But it also uses the dimension name as the coordinate name (they should be different) and removes t from the list of data variables. This subsequently makes calls to ds.ems.time_coordinate fail with an error like SHOC dataset did not have expected time coordinate 't'

sharon-tickell commented 5 months ago

Experiment 2:

time_coord = ds.ems.time_coordinate
time_dim = time_coord.dims[0]
if len(time_coord.indexes) == 0:
    ds = ds.assign_coords(coords={time_dim: ds[time_coord.name]})

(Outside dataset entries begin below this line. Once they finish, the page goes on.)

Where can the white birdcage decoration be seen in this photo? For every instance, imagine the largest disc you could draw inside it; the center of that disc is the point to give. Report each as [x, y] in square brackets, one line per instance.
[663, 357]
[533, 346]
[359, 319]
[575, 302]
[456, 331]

This also sets up an indexed coordinate variable that uses the dimension name:

<xarray.Dataset>
Dimensions:              (k_grid: 48, k_centre: 47, j_grid: 181, i_grid: 601,
                          j_centre: 180, i_centre: 600, j_left: 180,
                          i_left: 601, j_back: 181, i_back: 600, record: 8)
Coordinates:
    z_centre             (k_centre) float64 ...
    y_grid               (j_grid, i_grid) float64 ...
    y_centre             (j_centre, i_centre) float64 ...
    y_left               (j_left, i_left) float64 ...
    y_back               (j_back, i_back) float64 ...
  * record               (record) datetime64[ns] 2022-07-30T14:00:00 ... 2022...
Dimensions without coordinates: k_grid, k_centre, j_grid, i_grid, j_centre,
                                i_centre, j_left, i_left, j_back, i_back
Data variables: (12/95)
    z_grid               (k_grid) float64 -4e+03 -3.78e+03 ... 1.0 1e+20
    x_grid               (j_grid, i_grid) float64 142.1 142.2 ... 156.9 156.9
    x_centre             (j_centre, i_centre) float64 142.2 142.2 ... 156.9
    x_left               (j_left, i_left) float64 142.2 142.2 ... 156.9 156.9
    x_back               (j_back, i_back) float64 142.2 142.2 ... 156.9 156.9
    botz                 (j_centre, i_centre) float64 99.0 99.0 ... -4e+03
    ...                   ...
    dens                 (record, k_centre, j_centre, i_centre) float32 0.0 ....
    omega_ar_expose      (record, k_centre, j_centre, i_centre) float32 3.182...
    omega_ar_ex_time     (record, k_centre, j_centre, i_centre) timedelta64[ns] ...
    omega_ar_expose_3p5  (record, k_centre, j_centre, i_centre) float32 1.478...
    source               (record, k_centre, j_centre, i_centre) float32 0.0 ....
    Age                  (record, k_centre, j_centre, i_centre) float32 0.257...
Attributes: (12/18)
    title:                    GBR4_H2p0_B3p1_Cfur_Dnrt
    codehead:                 CSIRO Environmental Modelling Suite
    paramhead:                eReefs 4 km grid. Mile Furnas Catchment constan...
    description:              eReefs GBR 4k grid with rivers. Uses JCU bathy ...
    paramfile:                /datasets/work/ereefs/work/work/cem-worker/nrt_...
    ems_version:              v1.4.0 rev(6949)
    ...                       ...
    nce2:                     180
    nfe1:                     601
    nfe2:                     181
    ns3:                      2370250
    ns2:                      76327
    gridtype:                 NUMERICAL

BUT unlike the previous experiment, it doesn't remove the t data variable, so calls to ds.ems.time_coordinate still work. It's not quite right (I'm getting the impression that xarray can't cope very well with coordinate variables that have different names to their associated dimensions!), but it allows my use case to function well enough: they just have an extra 'record' coordinate variable floating about.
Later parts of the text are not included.